The Fund can be divided into two parts: Revenue Account and Capital Account. The revenue account deals with proceeds of taxation and other receipts classified as revenue while the capital account deals with expenditure incurred either in the form of increasing concrete assets or reducing liabilities.
Certain expenses like salaries and allowances of government officials are also charged from this fund. It includes the salaries and allowances of the President, Speaker and Deputy Speaker of the Lok Sabha, Chairman and Deputy Chairman of the Rajya Sabha, Judges of the High Court and Supreme Court, etc.
Contingency Fund of India:
The Contingency Fund of India Act 1950 introduced and enacted the Contingency Fund of India.
- It is vested under Article 267 (1) of the Indian Constitution.
- This fund is reserved to encounter emergencies and unplanned expenditures, its nature is imprest.
- This fund can be operated by executive action, it does not require prior parliamentary approval to withdraw money from this fund.

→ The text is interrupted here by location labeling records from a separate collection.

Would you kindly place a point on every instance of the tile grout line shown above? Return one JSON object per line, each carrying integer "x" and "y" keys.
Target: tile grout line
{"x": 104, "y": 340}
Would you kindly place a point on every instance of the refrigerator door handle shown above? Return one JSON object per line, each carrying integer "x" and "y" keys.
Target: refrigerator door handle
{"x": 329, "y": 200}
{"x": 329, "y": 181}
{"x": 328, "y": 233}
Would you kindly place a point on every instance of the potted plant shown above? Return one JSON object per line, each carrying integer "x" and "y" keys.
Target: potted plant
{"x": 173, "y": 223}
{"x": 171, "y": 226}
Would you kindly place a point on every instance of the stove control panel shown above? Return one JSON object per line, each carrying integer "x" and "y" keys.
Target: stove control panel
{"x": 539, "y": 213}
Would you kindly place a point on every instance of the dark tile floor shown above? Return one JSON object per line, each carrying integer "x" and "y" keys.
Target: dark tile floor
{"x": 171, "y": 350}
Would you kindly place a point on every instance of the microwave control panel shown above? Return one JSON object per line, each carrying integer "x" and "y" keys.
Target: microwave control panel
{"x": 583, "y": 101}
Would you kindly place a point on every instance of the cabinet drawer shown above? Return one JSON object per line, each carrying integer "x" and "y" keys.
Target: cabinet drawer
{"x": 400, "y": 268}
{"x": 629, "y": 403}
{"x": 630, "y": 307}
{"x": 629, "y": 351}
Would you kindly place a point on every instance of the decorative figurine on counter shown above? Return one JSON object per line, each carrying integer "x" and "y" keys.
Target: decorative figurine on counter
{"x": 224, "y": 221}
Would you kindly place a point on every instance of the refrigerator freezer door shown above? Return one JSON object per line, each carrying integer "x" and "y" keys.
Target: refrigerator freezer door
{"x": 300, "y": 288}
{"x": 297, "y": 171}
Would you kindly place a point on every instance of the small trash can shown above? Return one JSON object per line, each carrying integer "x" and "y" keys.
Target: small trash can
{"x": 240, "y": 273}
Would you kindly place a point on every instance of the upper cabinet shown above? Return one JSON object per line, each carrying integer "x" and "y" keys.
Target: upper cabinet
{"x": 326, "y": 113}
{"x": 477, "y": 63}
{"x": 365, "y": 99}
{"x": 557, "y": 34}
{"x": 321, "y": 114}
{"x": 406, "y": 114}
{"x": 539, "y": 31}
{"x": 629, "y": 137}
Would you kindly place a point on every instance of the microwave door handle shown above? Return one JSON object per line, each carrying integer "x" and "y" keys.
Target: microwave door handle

- The fund is controlled by the President of India, he can make effective use of the fund to meet unprecedented circumstances. The fund is maintained by the Finance Secretary (Department of Economic Affairs) on behalf of the President.
- The Fund can be increased through a Financial Bill when the Parliament is in session or through an Ordinance if the House is not in session and the situation demands a change.
- The government enhanced the Contingency Fund of India from Rs 500 crores to Rs 30,000 crores through the Financial Bill 2021.
- The amount withdrawn from the Contingency Fund of India is returned to the fund to keep the corpus of the fund intact. This amount used to fill in the deficit is charged from the Consolidated Fund of India which requires prior Parliamentary approval to prevent any misuse of funds from the Contingency Fund of India.
- Withdrawal from this fund requires the approval of the Secretary of the Department of Economic Affairs. While increasing the corpus of the fund last year, the government has also conferred more powers to the Expenditure Secretary in dealing with this fund. An amount equivalent to 40% of the corpus has been placed at the disposal of the Expenditure Secretary any amount exceeding this would require the approval of the Expenditure Secretary and Economic Affairs Secretary.
- The amount of the Contingency Fund varies across states and the amount is decided by the state legislatures.
Public Accounts Fund:
Article 266(2) of the Indian Constitution constitutes the Public Accounts Fund of India. All types of public money are covered under the arena of this fund, except for those covered by the Consolidated Fund of India. The Government of India performs the role of a banker in the transactions associated with this fund.
The Public Accounts Fund gets its fund from:
- The savings account in the bank of the various ministries and departments.
- The money earned by the Government of India through disinvestment, National Investment Fund.
- The National Small Savings Fund and the Defence Fund.
- The National Calamity and Contingency Fund are reserved for disaster management.
- Provident Funds and all other similar types of funds.
Public Accounts Fund do not require Parliamentary appropriation, they are operated through executive action as these funds do not belong to the government and they have to be paid back to the rightful owners. These payments are like banking transactions. Every state can have its account. Every expenditure incurred under the Public Accounts Fund is audited by the Comptroller and Auditor General of India, to prevent misallocation of funds.
All the three funds together constitute the account of the Government of India. Each of them has been designated to serve a purpose thereby enhancing the administration and well-being of the citizens of the country. The Constitution of India has laid down effective checks and prior approvals to prevent the misuse of funds and to ensure just and potent utilization of the funds, thereby elevating the quality of Indian democracy.